Surprisingly Violet came alone, no Dax or Don in toe.  Thank the Stars, with how my emotions are are jumbled their present would have undone me for sure. We are all sitting in the living room with the furniture moved out of the way. Violet has all the the items we need to begin creating all the pottery I will need. I marvel at how well and kind my mother treats Violet. I would not be. I would let her know she ruined a family... no wait where did that thought come from? I should never think such an unkind thought about her. I close my eyes and shake my head, it must be the lack of sleep. I should not have thought that. As I think about my lack of sleep I feel the exhaustion setting into my muscles and shoulders I feel heavy. I just need to get through this lesson and then I am sure I can sneak in a quick nap before all of my other task. If I can stay awake for that long.

"That's right, just like that gentle. The clay can be finicky. Spin the wheel a bit more. Oh it looks perfect!"

Hearing Violets encouraging words and praised should have been a positive experience. If the words were in fact directed at me. No after my many failed attempts to spin a simple cup out of clay Violet took to instructing my mother in the skill. If my life was not already taboo seeing MY mother and Violet getting along would be a site. However my life is very different and this is might have been strangest site.

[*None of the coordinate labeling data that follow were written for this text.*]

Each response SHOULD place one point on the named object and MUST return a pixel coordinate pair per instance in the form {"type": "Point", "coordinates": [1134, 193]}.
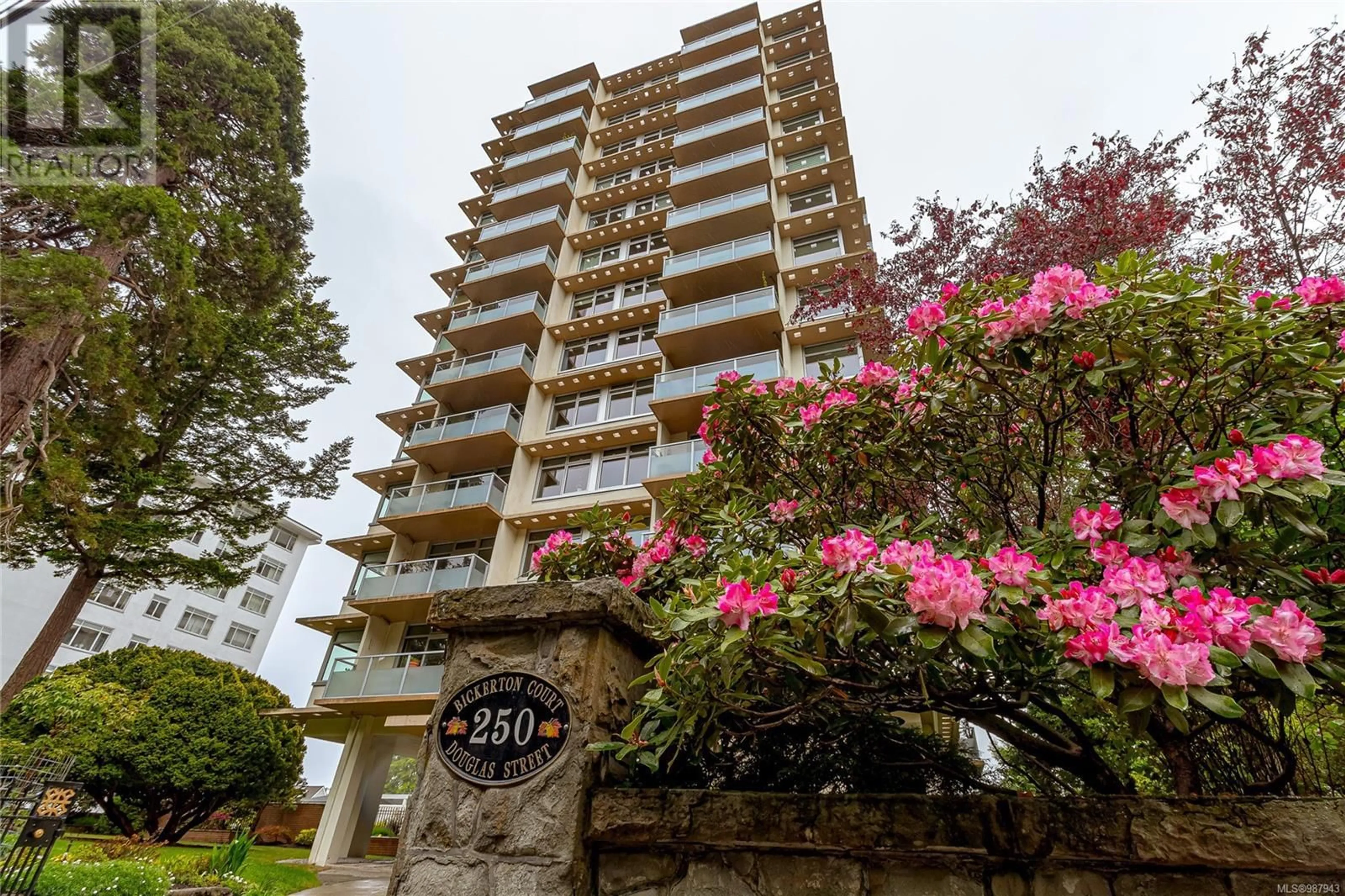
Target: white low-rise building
{"type": "Point", "coordinates": [233, 625]}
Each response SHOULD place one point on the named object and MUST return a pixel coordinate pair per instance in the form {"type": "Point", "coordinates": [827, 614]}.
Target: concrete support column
{"type": "Point", "coordinates": [461, 837]}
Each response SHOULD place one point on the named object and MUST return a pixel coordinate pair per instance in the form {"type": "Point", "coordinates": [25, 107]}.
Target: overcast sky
{"type": "Point", "coordinates": [950, 97]}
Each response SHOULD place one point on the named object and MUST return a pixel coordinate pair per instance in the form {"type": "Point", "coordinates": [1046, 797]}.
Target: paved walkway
{"type": "Point", "coordinates": [353, 879]}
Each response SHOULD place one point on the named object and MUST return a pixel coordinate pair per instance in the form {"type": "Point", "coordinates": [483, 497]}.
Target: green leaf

But no my life has had my curious moments. As I'm in the kitchen listening to my mother and Violet actually getting a long I cannot help but smile.  Who would have thought terrible sculpting skills would help bring them together. Maybe the Stars do work in mysterious ways.

 As I finishing making tea for everyone I get this sensation a tremor goes through my skin. I turn to look out the window. I look to the forest tree line and I see a silhouette of a person. As my eyes focus I see further my eyes widen....its Kader. His posture is tense his fist clenched at his side's. And even from here I can see his eyes smoldering... Oh stars what is wrong?